OpenStack: The Issue of Staying Close to the Upstream Production Code and Pushing Code Back to the Community

Managing a large-scale infrastructure, such as OVH’s OpenStack-based Public Cloud, requires constant maintenance while meeting customer needs and expectations. What’s more, OpenStack is always releasing new versions and customers demand more and more features. This is a huge challenge requiring smart management from the provider. Here are the main points from today’s conference given at Boston’s OpenStack Summit, by Adam Kijak, a DevOps at OVH.

Patching OpenStack: Adapting It to the Public Cloud Use Case

OpenStack was not originally built for Public Cloud. Public Cloud providers have to contend with a number of issues specific to OpenStack. For example, North-South network traffic is intense and highly critical, and two years ago, OpenStack solutions were not satisfactory. To improve this, we started to “hack” OpenStack to remove the network node from this path and added an important patch in Neutron. This was done on Juno for our beta version. We then prodded our Public Cloud offering and continued to add more and more small and large patches to our production branch, both for our own needs and based on specific requests from customers.

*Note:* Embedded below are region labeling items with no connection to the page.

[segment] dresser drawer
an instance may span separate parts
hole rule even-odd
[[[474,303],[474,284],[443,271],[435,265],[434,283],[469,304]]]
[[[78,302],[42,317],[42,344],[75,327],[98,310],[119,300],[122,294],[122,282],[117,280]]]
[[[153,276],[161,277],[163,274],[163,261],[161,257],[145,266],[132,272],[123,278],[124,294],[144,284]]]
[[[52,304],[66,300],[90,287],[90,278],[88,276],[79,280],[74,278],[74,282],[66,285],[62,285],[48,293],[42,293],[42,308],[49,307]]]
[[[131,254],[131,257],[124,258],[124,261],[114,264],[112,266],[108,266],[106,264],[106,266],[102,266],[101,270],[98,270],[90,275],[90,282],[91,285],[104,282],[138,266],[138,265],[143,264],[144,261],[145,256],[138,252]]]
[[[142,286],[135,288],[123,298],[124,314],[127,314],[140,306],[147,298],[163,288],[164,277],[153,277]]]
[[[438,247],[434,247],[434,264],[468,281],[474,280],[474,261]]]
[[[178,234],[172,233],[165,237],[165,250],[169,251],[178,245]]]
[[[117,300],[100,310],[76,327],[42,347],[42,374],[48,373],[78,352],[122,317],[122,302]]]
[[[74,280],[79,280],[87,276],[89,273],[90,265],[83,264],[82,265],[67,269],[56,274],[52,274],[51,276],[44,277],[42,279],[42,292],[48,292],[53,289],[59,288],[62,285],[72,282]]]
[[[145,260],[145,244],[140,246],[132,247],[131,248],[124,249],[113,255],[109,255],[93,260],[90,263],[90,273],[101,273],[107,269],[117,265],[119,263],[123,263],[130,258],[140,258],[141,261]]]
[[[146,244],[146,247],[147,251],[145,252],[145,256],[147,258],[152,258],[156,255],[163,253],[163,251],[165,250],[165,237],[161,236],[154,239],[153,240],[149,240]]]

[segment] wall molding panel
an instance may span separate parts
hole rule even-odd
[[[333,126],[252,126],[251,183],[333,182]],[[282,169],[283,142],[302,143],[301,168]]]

The issue of keeping upstream while in production

Now we have to take a step back and observe what has happened following two years that we spent meeting feature requests from customers and internal needs related to large-scale infrastructure management. It appears that we are forking OpenStack so we can provide a version which is perfect for our customers. Features and API compatibility are unchanged, but the code keeps deviating from the upstream code. Everytime we make a patch we move further away from the project’s upstream archives.

As a consequence, we were not able to integrate some recent features to our own production branch or to commit our own changes to the community. In addition, sometimes the same feature would be developed twice, once at OVH and once in the community, but with different code.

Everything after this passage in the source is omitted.